The service is written in-house, but we do use Vault for things like provisioning temporary credentials.


Why in house?

We did a similar thing for credit card storage. We did it in house because I failed to find any open source solution that I liked that would fit in with the rest of our stuff. Things in this space (free or commercial) seemed to have strong opinions about how the rest of your software should work.

I received at one point permission to release our stuff as open source, but didn't have time to clean it up for outside release. I could probably get that permission renewed and find time to do it, but I'm not sure if it would be worth it, for a couple reasons.

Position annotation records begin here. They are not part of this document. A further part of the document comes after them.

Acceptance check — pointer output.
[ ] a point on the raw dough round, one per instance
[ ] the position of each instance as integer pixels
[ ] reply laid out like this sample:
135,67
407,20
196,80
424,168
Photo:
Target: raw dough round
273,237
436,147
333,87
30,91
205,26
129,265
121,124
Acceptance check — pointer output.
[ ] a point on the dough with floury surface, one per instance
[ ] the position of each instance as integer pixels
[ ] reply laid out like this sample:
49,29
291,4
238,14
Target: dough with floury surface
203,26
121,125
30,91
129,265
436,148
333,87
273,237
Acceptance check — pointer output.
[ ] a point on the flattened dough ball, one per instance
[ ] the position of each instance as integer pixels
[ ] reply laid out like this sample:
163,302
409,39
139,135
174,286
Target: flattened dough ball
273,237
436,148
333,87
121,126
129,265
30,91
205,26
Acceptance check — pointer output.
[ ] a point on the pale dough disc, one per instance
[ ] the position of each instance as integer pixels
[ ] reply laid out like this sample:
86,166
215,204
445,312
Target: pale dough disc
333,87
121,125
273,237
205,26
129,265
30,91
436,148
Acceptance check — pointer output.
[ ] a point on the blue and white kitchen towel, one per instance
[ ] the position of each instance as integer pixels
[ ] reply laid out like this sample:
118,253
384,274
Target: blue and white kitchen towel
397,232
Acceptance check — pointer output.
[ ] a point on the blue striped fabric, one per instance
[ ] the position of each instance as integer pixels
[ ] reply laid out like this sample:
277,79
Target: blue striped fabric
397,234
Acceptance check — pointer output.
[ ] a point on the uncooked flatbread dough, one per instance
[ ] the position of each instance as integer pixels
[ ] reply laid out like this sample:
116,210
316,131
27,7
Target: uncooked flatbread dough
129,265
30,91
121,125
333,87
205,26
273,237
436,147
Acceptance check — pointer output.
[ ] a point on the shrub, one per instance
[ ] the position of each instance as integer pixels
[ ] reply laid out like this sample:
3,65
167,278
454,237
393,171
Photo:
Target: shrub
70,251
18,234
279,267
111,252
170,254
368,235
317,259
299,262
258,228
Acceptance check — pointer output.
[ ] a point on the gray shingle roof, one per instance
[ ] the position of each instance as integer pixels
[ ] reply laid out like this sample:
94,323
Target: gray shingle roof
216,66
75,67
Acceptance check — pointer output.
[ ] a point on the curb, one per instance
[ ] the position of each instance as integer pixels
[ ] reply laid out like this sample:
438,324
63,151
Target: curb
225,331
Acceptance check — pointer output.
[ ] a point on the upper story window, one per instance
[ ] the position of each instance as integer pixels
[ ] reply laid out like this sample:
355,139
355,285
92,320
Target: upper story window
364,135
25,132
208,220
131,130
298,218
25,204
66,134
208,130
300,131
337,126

1. Once upon a time I got totally fed up with the idiocy and complexity that is SOAP and the way I kept running into subtle incompatibilities between SOAP servers and SOAP clients when the clients were provided by different vendors than the servers and were in different languages. I yelled "SCREW SOAP!" and hacked out that weekend something I called RADIO (named after the old joke [1]). RADIO lets you write a service in Perl with some annotations in comments that describe the services provided. You then run that through the RADIO generator, and it spits out a Perl CGI that implements the service, and client modules for it in Perl, PHP, and Python. The Perl CGI also provides a human usable interface on the web that gives you a form-based interface that provides documentation for each API call and lets you invoke them from a browser.

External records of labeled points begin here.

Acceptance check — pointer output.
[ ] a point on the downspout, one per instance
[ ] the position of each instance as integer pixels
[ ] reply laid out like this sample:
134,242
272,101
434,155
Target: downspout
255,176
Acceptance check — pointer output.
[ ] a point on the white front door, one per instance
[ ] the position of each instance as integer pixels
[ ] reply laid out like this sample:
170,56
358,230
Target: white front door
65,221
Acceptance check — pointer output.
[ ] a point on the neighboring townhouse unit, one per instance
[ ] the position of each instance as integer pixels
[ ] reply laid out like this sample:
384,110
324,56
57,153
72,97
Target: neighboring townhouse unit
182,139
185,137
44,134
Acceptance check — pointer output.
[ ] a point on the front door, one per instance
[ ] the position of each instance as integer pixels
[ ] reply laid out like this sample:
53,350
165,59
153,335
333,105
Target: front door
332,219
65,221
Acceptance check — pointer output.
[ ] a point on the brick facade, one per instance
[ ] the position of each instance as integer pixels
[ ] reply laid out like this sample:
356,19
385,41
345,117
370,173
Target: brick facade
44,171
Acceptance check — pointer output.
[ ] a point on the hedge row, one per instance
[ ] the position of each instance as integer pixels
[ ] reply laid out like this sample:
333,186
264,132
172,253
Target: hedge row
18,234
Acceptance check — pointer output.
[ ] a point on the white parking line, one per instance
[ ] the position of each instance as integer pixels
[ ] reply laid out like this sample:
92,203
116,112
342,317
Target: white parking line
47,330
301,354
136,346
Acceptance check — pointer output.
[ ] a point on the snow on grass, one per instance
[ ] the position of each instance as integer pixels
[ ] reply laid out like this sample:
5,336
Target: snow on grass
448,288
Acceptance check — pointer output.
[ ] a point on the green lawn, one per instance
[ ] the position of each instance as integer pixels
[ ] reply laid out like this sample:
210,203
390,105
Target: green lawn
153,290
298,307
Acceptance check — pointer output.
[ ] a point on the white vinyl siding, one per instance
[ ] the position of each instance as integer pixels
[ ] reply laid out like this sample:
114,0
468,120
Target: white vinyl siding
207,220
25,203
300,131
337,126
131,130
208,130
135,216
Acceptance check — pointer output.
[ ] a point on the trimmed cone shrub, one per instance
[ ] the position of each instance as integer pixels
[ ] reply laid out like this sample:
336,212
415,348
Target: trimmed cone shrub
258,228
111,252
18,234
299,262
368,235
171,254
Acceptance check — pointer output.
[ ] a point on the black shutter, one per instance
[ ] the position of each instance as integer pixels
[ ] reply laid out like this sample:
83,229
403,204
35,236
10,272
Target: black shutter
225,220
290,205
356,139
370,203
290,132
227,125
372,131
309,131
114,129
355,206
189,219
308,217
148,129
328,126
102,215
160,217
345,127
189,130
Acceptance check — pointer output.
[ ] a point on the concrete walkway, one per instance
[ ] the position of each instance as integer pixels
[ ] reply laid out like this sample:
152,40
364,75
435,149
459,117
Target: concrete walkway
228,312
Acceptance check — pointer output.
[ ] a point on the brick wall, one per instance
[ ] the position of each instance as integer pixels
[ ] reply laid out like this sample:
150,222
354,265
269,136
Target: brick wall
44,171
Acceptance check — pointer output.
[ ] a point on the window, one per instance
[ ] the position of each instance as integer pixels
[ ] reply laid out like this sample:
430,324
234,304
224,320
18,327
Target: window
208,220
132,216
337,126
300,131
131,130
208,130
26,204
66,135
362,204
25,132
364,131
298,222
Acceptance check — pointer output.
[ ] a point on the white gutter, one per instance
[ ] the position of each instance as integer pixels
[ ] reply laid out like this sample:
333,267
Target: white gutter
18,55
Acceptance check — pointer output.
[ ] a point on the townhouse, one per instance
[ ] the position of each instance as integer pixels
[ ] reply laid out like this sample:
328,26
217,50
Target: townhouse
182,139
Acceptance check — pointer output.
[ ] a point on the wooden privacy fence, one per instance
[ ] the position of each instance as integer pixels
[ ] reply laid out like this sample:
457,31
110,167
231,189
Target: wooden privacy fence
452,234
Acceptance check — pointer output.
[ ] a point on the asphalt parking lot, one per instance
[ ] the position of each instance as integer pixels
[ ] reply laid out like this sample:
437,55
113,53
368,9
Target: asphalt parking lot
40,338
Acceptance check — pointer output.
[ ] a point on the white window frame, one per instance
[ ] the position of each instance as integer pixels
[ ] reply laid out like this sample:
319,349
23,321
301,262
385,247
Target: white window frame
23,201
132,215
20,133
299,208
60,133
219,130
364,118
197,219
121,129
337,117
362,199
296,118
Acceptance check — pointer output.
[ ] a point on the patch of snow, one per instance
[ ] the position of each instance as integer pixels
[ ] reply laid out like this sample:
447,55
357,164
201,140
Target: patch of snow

I used RADIO to implement the credit card storage service. I'm not sure many people would be interested in running a Perl service implemented using a weird sort of framework sort of code generator.

2. How it uses cryptography (choice of cipher, mode, padding, and such) has not been reviewed by a cryptographer. I know enough to not implement my own cryptographic primitives, of course, and so used well-known implementations from CPAN. However, I still had to make choices about HOW to use those, and those choices have not been checked by an expert.